In politics where there is a will there is inevitably a way. Time and again we have seen this old maxim come true.
Polar opposites brought together to secure an outcome in the best interests of a community.
Regrettably, when it comes to the possibility of saving 300 high-tech engineering jobs for Dublin North, and Ireland generally, both Mary Coughlan and Brian Cowen failed.
There doesn't seem to have been a political will to deliver these jobs and now there may be no way that they can be saved.
The jobs, like 50,000 of our best and brightest over the last year are heading overseas. That is a savage blow that could have been avoided.
A particularly savage blow to the 300 families for whom these jobs would have been a lifeline to the future.
Let's remember that this is a political mess and jobs disaster that goes back months and months, not just the farce we have seen played out recently.
Out of a possible 500 jobs for Dublin Airport, 200 had already been lost to a delighted Prestwick Airport before the Government's inaction came to light.

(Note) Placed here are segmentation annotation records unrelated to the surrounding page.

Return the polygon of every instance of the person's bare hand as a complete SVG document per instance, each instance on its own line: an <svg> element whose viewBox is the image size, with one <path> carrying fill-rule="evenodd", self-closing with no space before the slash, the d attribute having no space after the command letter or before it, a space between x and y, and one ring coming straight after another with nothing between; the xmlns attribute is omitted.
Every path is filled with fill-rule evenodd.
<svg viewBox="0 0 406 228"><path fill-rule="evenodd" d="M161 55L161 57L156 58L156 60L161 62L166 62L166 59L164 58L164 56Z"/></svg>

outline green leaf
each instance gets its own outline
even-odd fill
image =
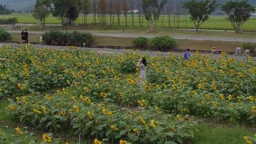
[[[128,137],[133,141],[136,142],[138,140],[138,137],[134,133],[129,133]]]
[[[109,129],[106,132],[106,136],[108,136],[108,135],[110,135],[111,131],[112,130],[111,129]]]
[[[101,125],[96,127],[96,129],[98,130],[101,130],[103,128],[103,126]]]
[[[166,141],[164,144],[177,144],[177,143],[172,141]]]
[[[169,132],[166,133],[166,135],[169,136],[173,137],[173,136],[175,135],[175,134],[172,132]]]
[[[126,129],[123,129],[120,131],[120,135],[122,135],[126,133],[127,132],[127,130]]]
[[[150,138],[150,141],[155,141],[158,138],[158,135],[155,135],[151,136]]]

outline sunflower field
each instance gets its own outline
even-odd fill
[[[139,84],[142,57],[147,81]],[[0,99],[8,99],[13,119],[36,128],[73,129],[94,144],[173,144],[193,138],[195,117],[256,126],[256,62],[250,57],[195,53],[184,61],[172,54],[28,45],[1,47],[0,57],[9,60],[0,62]],[[245,137],[251,144],[253,138]]]

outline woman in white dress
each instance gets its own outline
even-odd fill
[[[137,64],[137,67],[139,68],[139,77],[138,83],[142,83],[143,81],[146,81],[146,60],[145,58],[141,58]]]

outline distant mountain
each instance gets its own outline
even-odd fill
[[[34,9],[36,0],[0,0],[0,4],[6,4],[9,9],[30,10]]]
[[[30,10],[33,9],[36,0],[0,0],[0,4],[5,4],[9,9],[16,10]],[[107,0],[109,1],[109,0]],[[134,1],[137,0],[133,0]],[[175,0],[167,0],[174,3]],[[183,3],[189,0],[175,0],[176,2]],[[229,1],[236,1],[237,0],[217,0],[219,4],[223,4]],[[248,0],[248,1],[256,6],[256,0]]]

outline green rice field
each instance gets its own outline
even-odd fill
[[[37,23],[38,22],[31,15],[0,15],[0,18],[8,18],[17,17],[18,19],[18,22],[20,23]],[[161,22],[163,21],[163,18],[164,17],[164,24]],[[138,16],[136,16],[134,19],[134,25],[135,26],[139,26],[139,17]],[[107,22],[109,23],[110,18],[107,17]],[[131,16],[129,16],[128,18],[128,26],[132,26],[131,22]],[[98,19],[97,18],[97,20],[98,21]],[[174,17],[172,16],[171,18],[171,27],[173,27],[174,24]],[[77,22],[78,23],[82,23],[82,16],[80,16],[79,18],[78,19]],[[89,15],[88,17],[87,21],[88,23],[92,23],[93,22],[93,16]],[[116,16],[115,18],[115,25],[118,25],[117,18]],[[124,17],[123,15],[121,17],[121,25],[122,26],[125,26]],[[177,21],[176,19],[176,21]],[[179,23],[176,24],[176,27],[179,28],[193,28],[194,27],[194,24],[190,19],[188,16],[180,16]],[[46,18],[46,23],[47,24],[59,24],[61,23],[61,20],[58,19],[52,16],[50,16]],[[143,26],[146,27],[147,22],[146,19],[143,20]],[[168,22],[167,16],[161,16],[159,19],[158,24],[157,27],[168,27],[169,24]],[[205,22],[201,26],[202,29],[228,29],[233,30],[233,27],[231,24],[231,23],[226,19],[226,17],[224,16],[212,16],[210,17],[210,18],[206,22]],[[256,31],[256,17],[254,17],[251,18],[242,27],[243,31]]]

At the heart of the matter is whether or not the Government were ready to push every button they could to secure these jobs. Pick up the phone. Call all the main players into meetings. Ask officials what is possible, not simply what is obvious. Make it happen. Above all, make it happen. But now some other European country is going to benefit. Not Dublin North. Not the Irish economy. Following the Ryanair jobs losses, the debacle of jobs lost at Dell and the original SRTechnics job losses, one now has to ask if Mary Coughlan is in the right job?

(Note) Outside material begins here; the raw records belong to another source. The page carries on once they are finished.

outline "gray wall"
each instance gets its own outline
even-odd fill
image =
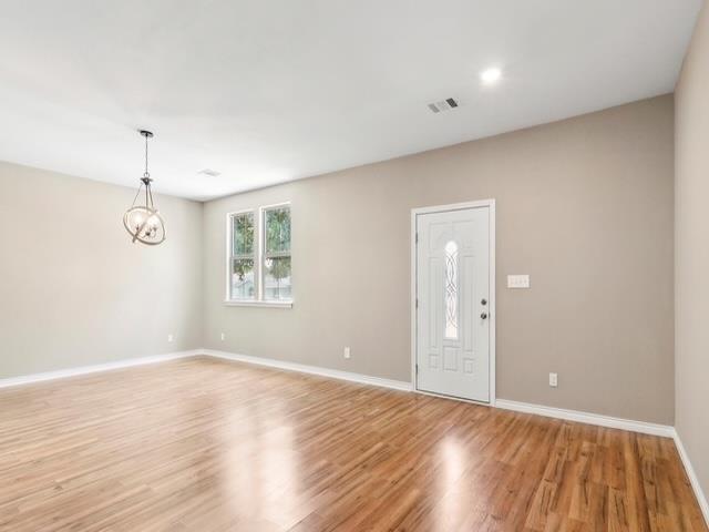
[[[677,431],[709,493],[709,8],[675,94]]]
[[[168,238],[146,247],[134,195],[0,163],[0,378],[201,347],[203,206],[156,197]]]
[[[494,197],[497,396],[671,424],[672,106],[660,96],[207,203],[205,347],[409,380],[410,209]],[[281,201],[294,308],[224,306],[226,213]],[[507,274],[531,274],[532,289],[506,289]]]

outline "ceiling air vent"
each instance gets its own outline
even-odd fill
[[[222,172],[217,172],[216,170],[212,170],[212,168],[204,168],[197,172],[197,175],[208,175],[209,177],[218,177],[219,175],[222,175]]]
[[[458,100],[455,100],[454,98],[446,98],[445,100],[441,100],[440,102],[429,103],[429,109],[433,113],[442,113],[443,111],[455,109],[460,104]]]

The Minister and her officials and the DAA will of course argue that Hangar 6, the one that Ryanair wanted to operate out of was already leased to Aer Lingus.
Well, the photos released by Ryanair yesterday showed it wasn't exactly overflowing with activity. They also argue that there is a lease that can't be broken.

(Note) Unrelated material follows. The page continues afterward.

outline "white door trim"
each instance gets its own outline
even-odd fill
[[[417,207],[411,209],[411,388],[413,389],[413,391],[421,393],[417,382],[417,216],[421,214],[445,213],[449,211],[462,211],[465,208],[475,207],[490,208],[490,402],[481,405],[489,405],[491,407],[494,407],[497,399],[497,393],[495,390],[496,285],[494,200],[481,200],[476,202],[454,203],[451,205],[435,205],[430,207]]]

Except there is a clause in all DAA leases with airlines that says that a lease on a hangar can be broken if it is in the interest of "aircraft operation and airport development".
What on earth could be more important to Dublin Airport's development, and our own jobs-starved economy, than securing such a highly skilled airplane-maintenance operation with 300 jobs for unemployed SRTechnics workers?
Disastrously, it transpires that political egos and airport turf wars have proved more important.
If it's not already too late the Taoiseach should now do what Enda Kenny advised him to do; pick up the phone and save these jobs.